Many mis-selling claims turn on whether or not the investment recommended was suitable. There have also been an increasing number of FSA enforcement actions arising out of unsuitable recommendations. The FSA’s new guidance on assessing suitability will therefore be of crucial importance.
Today’s guidance is not a complete code on everything to be taken into account in determining the suitability of an investment recommendation or decision to trade. That requires consideration of (a) whether the investment meets the client’s investment objectives, (b) is such that he is able financially to bear any related investment risk consistent with his investment objectives and (c) is such that he has the necessary experience and knowledge to understand the risks involved (COBS 9.2.2).
The new guidance focuses entirely on the second of those tests, whether the customer is able financially to bear any related investment risks. In publishing 28 pages of guidance on only one of three limbs of the suitability test, there is a danger the FSA may be over emphasising that aspect of the test, at the expense of the others.
The key element of the new guidance is that when determining the suitability of investments, advisors must assess not only the customer’s attitude to risk (ATR – i.e. the risk they say they want to bear), but also their capacity for risk (i.e. objectively the risk the customer ought to be advised to bear). This may encourage a paternalistic approach to investment advice: it appears customers should not be allowed to take greater risks than they have the capacity for, even if they want to take high risk. There is a possible contradiction between a low ability to bear risk and the need to take higher risks to achieve investment objectives which has not been discussed.

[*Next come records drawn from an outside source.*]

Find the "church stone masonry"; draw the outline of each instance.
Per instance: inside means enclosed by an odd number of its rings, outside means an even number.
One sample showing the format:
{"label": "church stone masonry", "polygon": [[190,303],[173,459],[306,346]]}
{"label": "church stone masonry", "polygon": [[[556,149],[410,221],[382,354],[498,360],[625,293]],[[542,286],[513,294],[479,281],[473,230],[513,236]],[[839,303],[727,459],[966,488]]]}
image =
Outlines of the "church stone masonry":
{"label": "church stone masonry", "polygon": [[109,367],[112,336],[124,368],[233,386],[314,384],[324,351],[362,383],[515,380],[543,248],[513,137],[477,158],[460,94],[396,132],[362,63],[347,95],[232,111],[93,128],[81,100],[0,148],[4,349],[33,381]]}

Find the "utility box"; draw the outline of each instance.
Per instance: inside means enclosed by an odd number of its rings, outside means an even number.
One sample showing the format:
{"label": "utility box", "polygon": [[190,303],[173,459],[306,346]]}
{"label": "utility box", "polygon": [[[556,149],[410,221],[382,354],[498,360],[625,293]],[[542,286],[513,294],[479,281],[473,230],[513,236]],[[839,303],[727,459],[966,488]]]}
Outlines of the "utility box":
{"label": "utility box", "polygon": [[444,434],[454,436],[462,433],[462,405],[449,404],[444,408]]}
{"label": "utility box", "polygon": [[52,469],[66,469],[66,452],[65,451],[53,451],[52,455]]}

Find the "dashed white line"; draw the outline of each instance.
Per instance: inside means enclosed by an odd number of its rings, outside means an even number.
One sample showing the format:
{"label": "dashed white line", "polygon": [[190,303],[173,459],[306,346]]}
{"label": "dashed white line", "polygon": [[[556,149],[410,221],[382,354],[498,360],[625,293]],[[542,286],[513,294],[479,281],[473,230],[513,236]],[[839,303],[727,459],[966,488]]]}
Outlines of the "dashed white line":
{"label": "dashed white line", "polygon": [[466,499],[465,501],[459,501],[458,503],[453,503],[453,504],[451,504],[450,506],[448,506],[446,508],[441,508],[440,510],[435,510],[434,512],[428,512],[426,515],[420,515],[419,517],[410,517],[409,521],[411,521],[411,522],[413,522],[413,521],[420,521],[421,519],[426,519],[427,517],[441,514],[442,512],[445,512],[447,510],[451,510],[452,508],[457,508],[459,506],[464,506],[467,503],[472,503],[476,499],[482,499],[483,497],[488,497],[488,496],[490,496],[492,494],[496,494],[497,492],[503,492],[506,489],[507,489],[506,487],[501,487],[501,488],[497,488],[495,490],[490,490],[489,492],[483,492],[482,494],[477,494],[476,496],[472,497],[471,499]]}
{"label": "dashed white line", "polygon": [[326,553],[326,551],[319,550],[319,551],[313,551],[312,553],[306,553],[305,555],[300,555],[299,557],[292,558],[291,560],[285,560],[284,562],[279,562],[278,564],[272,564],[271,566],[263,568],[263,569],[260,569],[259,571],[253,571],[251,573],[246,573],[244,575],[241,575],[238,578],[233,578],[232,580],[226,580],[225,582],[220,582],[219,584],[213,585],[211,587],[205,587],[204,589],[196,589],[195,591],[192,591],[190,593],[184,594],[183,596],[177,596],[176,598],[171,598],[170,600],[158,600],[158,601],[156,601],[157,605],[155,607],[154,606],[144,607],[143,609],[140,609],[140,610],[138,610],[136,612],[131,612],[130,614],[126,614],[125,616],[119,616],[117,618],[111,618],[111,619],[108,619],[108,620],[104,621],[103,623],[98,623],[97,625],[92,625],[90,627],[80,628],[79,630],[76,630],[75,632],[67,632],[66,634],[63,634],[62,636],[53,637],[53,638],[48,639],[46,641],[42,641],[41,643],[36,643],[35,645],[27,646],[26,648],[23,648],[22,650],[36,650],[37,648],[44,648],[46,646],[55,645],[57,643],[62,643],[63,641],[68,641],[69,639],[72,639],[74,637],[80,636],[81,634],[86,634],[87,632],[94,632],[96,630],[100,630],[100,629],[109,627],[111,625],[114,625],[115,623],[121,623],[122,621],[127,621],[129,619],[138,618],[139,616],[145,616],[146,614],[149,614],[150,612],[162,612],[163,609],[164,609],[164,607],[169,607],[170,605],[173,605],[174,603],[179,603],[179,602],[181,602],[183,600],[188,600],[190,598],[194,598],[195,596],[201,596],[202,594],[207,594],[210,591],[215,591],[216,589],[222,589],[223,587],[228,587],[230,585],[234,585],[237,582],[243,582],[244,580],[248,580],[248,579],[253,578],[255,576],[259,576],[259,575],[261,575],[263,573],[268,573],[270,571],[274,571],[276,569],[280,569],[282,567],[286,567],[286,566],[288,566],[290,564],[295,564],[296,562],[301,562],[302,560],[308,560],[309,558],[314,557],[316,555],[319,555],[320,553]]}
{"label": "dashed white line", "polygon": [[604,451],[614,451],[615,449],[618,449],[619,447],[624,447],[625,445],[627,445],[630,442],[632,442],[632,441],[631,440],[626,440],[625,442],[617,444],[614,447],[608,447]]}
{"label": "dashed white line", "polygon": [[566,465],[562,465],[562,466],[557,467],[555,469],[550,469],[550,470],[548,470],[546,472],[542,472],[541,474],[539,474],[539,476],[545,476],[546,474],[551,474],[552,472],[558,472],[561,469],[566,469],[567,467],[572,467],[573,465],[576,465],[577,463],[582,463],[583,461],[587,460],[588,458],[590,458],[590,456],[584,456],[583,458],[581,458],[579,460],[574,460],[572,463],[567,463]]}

Whilst the guidance is new, it is a statement of what the FSA considers to be required under the COBS rules and, implicitly, what has always been required. It is based on files the FSA reviewed between March 2008 and September 2010, almost certainly relating to investments dating back to the implementation of MiFiD and new COBS on 1 November 2007. Yet again, it appears investment advisors are going to be judged retrospectively against a new interpretation of the rules.
As has become common in recent FSA publications, this guidance sets out examples of poor and good practice. While the status of the FSA’s examples of poor practice is obvious – don’t! – the status of the examples of good practice is less clear: will firms who do not adopt these suggestions of good practice be viewed by the FSA and the FOS as failing to adhere to the required standards?
The FSA’s guidance also notes that many firms use in-house or purchased tools to assess ATR, and that poor outcomes can occur if firms use tools which are not fit for purpose. In that case, firms are likely to be dealing not with a small number of isolated incidents of mis-selling, but a flood of similar cases. Firms will in that event have to consider their obligations actively to compensate similarly affected clients. There will no doubt be substantial debates between firms and their PI insurers as to the extent of their obligations to pay compensation and as to the number of excesses and limits of indemnity which might be applicable.
This blog is a summary of recent developments. It should not be regarded as a substitute for advice in any particular case. RPC is not responsible for the content of external websites.